My 21 AI Agents Aren’t Allowed to Talk to Each Other. That’s Why It Works.

There are twenty-one of them, and not one is allowed to speak to another.

That should sound like a bug. For most of this year the future of AI was sold to me as agents that collaborate, that hand work off to each other like a relay team, that negotiate and chain together into something resembling a conversation between robots. I built the opposite. Twenty-one small, single-purpose agents that share a building and never once have a conversation. It is the reason the whole thing runs for the price of a few lunches, and the reason it has never, not once, fallen over.

I built it to run sales for a company I operate alone, across 14 markets and 5 languages. What it closed and why I eventually switched it off is a different story, and I told it over here. This piece is about the machine itself. How it is wired, why each strange decision was the right one, and what building it taught me about the thing almost everyone is getting wrong about AI agents in 2026.

Key takeaways

The hard part of building an AI workforce isn’t the model. It’s the systems engineering around it.

Twenty-one single-purpose agents, each good at one job and ignorant of the rest. Specialists you can test and reason about beat one clever generalist that becomes a black box the first time it surprises you.

The agents never call each other. They share state, not conversation, so any one of them can crash and restart without taking the others down.

Cost is a design output, not luck: cheap models for high-volume scoring, expensive models only for writing, and a free pre-filter that drops about 85% of the work before a single paid call.
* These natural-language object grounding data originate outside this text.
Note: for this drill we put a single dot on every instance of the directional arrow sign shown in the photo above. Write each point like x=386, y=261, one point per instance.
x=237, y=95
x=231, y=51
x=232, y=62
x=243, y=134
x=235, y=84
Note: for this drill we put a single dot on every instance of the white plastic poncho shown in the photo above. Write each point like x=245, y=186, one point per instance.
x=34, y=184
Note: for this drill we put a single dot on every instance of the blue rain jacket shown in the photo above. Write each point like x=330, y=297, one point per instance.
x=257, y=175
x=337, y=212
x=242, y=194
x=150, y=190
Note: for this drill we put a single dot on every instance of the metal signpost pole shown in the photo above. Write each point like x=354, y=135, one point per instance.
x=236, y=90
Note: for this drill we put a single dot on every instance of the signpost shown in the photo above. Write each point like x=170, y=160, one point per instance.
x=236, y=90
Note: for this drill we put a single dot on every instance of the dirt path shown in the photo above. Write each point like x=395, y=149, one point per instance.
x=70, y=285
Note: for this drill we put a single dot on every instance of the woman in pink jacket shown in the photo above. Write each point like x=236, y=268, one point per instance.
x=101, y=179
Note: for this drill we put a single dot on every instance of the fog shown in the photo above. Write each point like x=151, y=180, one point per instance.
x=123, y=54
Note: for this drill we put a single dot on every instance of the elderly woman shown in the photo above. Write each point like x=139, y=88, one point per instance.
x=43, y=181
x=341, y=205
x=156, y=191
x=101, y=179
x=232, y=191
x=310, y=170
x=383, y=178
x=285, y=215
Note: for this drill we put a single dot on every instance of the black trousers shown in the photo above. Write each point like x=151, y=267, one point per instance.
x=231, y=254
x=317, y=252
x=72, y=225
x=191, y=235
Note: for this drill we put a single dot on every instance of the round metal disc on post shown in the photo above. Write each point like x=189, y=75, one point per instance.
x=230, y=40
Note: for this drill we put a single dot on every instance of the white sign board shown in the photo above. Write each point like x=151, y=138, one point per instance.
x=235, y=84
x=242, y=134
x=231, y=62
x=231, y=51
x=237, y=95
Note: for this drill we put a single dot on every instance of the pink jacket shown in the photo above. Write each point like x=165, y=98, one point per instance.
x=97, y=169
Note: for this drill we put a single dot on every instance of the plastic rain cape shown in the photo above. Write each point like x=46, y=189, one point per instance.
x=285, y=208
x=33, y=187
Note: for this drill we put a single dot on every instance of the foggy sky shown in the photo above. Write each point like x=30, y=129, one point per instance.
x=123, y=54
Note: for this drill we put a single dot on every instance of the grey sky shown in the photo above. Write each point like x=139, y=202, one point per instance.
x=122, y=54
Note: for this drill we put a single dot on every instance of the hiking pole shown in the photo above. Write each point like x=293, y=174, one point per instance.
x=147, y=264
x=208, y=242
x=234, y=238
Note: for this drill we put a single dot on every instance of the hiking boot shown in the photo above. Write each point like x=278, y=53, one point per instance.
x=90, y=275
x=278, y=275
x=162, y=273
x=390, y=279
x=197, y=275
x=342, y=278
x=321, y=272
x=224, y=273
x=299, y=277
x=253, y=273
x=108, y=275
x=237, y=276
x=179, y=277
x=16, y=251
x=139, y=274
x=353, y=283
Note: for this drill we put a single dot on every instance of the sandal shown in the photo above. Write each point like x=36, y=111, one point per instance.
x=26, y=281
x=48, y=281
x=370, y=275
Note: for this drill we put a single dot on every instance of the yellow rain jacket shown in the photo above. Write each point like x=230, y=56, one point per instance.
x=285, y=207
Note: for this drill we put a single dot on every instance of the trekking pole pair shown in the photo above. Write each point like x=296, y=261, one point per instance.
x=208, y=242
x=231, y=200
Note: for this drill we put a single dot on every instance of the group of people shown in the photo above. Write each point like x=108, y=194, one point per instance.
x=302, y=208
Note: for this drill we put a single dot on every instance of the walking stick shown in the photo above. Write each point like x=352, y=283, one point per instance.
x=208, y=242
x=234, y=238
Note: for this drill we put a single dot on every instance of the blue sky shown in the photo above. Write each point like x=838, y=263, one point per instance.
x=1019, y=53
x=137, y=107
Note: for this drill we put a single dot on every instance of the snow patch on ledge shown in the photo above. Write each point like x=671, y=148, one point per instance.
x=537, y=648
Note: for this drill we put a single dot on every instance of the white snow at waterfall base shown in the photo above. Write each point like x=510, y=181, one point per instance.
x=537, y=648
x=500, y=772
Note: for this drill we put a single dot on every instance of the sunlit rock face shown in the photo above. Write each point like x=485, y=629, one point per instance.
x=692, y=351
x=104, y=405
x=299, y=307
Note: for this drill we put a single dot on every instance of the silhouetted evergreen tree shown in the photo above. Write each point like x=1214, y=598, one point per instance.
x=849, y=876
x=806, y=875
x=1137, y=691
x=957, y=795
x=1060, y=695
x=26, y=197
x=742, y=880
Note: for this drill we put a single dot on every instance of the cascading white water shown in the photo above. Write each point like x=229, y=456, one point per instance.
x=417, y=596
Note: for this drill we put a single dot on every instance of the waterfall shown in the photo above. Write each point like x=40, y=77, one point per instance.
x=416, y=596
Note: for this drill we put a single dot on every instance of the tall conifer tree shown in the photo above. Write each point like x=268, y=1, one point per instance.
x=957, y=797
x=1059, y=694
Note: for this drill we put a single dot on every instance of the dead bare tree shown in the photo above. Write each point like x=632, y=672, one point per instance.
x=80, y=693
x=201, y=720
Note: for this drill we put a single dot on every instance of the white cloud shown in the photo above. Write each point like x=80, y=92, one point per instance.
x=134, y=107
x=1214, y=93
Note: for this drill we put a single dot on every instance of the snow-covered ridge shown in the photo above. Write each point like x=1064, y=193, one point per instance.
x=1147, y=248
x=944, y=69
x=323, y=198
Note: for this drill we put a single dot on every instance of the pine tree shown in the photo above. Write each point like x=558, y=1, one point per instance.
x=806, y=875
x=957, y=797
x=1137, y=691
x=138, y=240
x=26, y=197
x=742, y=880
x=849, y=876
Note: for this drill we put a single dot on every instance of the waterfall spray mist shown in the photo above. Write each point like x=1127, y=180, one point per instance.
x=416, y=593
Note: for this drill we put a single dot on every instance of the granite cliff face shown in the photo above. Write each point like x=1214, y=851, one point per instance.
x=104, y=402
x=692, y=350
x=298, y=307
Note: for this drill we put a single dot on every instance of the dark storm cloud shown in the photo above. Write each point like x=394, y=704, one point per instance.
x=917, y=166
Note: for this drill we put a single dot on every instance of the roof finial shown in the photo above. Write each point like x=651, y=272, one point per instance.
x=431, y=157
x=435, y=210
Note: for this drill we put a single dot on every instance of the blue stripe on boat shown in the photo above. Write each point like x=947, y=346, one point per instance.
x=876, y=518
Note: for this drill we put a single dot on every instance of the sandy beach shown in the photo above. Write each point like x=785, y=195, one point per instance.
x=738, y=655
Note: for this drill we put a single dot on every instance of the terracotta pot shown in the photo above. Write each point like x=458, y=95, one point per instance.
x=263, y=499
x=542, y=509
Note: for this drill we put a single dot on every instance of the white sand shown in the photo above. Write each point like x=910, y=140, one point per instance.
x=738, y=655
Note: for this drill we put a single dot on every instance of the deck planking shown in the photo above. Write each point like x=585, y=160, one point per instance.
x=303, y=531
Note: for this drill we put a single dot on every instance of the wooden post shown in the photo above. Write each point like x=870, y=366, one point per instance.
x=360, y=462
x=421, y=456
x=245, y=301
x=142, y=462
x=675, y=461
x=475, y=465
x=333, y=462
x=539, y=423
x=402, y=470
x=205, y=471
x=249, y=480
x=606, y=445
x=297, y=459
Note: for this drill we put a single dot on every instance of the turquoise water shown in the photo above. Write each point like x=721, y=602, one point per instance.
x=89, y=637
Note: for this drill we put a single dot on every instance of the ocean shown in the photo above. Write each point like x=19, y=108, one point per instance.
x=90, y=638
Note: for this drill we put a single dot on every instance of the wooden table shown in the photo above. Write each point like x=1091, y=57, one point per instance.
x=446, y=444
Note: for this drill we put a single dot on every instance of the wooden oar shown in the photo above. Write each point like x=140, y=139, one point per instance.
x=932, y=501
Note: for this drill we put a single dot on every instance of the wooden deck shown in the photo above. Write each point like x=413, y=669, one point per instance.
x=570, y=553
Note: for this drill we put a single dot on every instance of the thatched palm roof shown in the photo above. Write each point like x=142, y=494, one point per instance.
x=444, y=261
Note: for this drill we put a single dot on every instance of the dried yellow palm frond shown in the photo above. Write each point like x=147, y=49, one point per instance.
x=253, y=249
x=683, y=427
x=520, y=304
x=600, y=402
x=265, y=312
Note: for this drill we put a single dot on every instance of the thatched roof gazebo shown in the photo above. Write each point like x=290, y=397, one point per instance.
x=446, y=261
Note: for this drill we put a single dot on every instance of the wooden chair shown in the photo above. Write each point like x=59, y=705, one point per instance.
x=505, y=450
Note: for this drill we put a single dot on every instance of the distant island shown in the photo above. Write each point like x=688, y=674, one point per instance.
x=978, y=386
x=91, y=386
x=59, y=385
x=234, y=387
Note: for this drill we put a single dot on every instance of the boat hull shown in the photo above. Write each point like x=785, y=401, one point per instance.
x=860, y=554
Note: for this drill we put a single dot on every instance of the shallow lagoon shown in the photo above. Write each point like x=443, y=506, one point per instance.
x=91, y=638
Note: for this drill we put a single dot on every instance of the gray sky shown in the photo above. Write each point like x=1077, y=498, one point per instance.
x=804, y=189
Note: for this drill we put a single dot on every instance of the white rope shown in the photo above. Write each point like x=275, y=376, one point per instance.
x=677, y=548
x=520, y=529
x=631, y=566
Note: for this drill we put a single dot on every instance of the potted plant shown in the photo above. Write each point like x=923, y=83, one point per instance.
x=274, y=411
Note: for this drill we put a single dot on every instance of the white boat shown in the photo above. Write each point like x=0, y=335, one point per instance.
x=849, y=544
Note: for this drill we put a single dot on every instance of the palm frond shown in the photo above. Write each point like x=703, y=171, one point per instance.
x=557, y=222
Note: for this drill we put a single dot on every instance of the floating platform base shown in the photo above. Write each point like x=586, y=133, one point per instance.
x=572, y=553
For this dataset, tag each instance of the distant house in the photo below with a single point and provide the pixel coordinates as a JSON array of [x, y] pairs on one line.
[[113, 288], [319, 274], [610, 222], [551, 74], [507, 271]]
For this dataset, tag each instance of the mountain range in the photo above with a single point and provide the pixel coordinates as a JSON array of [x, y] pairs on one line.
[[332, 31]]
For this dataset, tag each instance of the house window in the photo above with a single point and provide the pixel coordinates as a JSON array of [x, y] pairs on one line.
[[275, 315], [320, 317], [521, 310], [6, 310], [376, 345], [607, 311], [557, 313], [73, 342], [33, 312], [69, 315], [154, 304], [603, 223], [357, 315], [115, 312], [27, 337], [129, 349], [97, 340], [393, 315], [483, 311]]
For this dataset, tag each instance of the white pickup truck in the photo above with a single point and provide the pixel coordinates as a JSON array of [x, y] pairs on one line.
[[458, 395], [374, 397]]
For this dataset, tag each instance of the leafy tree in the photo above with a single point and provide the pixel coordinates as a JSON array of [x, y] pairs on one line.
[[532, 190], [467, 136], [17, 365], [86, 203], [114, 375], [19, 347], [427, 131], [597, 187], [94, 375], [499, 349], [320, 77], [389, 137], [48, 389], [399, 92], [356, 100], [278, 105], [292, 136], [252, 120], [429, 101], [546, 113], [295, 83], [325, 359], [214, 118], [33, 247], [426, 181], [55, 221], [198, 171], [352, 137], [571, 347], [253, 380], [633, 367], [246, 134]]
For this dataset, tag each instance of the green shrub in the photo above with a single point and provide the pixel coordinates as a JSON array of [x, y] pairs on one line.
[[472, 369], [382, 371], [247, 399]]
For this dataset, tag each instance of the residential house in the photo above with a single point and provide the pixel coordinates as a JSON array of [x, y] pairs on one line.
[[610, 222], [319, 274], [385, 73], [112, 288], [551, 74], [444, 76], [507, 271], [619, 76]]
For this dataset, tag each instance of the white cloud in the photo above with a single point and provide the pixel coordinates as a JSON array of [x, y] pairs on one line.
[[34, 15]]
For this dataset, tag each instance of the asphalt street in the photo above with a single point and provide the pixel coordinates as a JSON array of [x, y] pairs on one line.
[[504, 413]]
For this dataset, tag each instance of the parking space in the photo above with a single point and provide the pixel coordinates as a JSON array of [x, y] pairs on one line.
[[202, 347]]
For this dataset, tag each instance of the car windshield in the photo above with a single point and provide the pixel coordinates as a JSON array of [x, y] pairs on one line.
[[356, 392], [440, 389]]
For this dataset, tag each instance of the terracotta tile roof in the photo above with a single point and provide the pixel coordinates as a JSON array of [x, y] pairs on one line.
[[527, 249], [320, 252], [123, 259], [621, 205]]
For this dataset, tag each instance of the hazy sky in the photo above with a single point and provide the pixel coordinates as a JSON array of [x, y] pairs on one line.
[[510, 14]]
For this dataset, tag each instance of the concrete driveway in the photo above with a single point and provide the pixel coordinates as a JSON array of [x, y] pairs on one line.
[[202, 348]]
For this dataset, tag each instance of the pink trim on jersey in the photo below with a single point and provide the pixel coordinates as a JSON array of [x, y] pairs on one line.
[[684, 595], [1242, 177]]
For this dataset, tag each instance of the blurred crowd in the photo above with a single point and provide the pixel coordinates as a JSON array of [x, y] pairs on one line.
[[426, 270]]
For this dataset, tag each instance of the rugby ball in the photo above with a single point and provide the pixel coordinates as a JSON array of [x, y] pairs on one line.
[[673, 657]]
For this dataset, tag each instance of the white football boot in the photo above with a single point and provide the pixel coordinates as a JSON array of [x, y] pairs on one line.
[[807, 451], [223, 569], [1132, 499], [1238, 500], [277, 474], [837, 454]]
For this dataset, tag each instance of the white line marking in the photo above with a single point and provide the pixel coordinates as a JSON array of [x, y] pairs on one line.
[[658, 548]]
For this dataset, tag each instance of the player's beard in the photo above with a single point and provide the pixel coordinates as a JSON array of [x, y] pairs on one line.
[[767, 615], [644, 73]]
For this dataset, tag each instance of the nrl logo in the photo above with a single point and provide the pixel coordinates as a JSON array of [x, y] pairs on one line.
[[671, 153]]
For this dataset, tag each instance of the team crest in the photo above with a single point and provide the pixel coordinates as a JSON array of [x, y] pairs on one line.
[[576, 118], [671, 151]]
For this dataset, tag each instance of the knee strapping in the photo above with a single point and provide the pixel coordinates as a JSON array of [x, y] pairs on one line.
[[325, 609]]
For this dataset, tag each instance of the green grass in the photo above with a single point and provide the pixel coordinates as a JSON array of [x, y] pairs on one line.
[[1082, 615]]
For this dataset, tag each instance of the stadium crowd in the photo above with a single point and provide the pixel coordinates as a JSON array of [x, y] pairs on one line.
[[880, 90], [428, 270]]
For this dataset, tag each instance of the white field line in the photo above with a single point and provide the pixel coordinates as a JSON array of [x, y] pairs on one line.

Total spend across its life: under $20, across 3,228 calls to the model.

A human approves every action. There is no autonomous mode anywhere in the code.

Twenty-One Specialists, Each Gloriously Ignorant

Picture an org chart, not a program.

There is an agent that reads a contact and assigns it a lane and a temperature. One that takes the hot and warm leads and builds the day into a real calendar. One that writes the email, in whichever of five languages the other person actually uses. One that reads every reply as it lands and sorts it by intent. A pair that go hunting for businesses that never filled out a form. And underneath all of that, a quiet maintenance crew whose only job is keeping the data honest: merging duplicate contacts, filling in missing details, reconnecting orphaned records, flagging the deals that have gone cold.

Twenty-one in all, in three crews. The ones that sell, the ones that hunt, and the ones that clean. None of them tries to be the whole salesperson. The agent that scores a lead cannot write an email. The agent that writes the email cannot score a lead. That ignorance is the design, not a flaw in it.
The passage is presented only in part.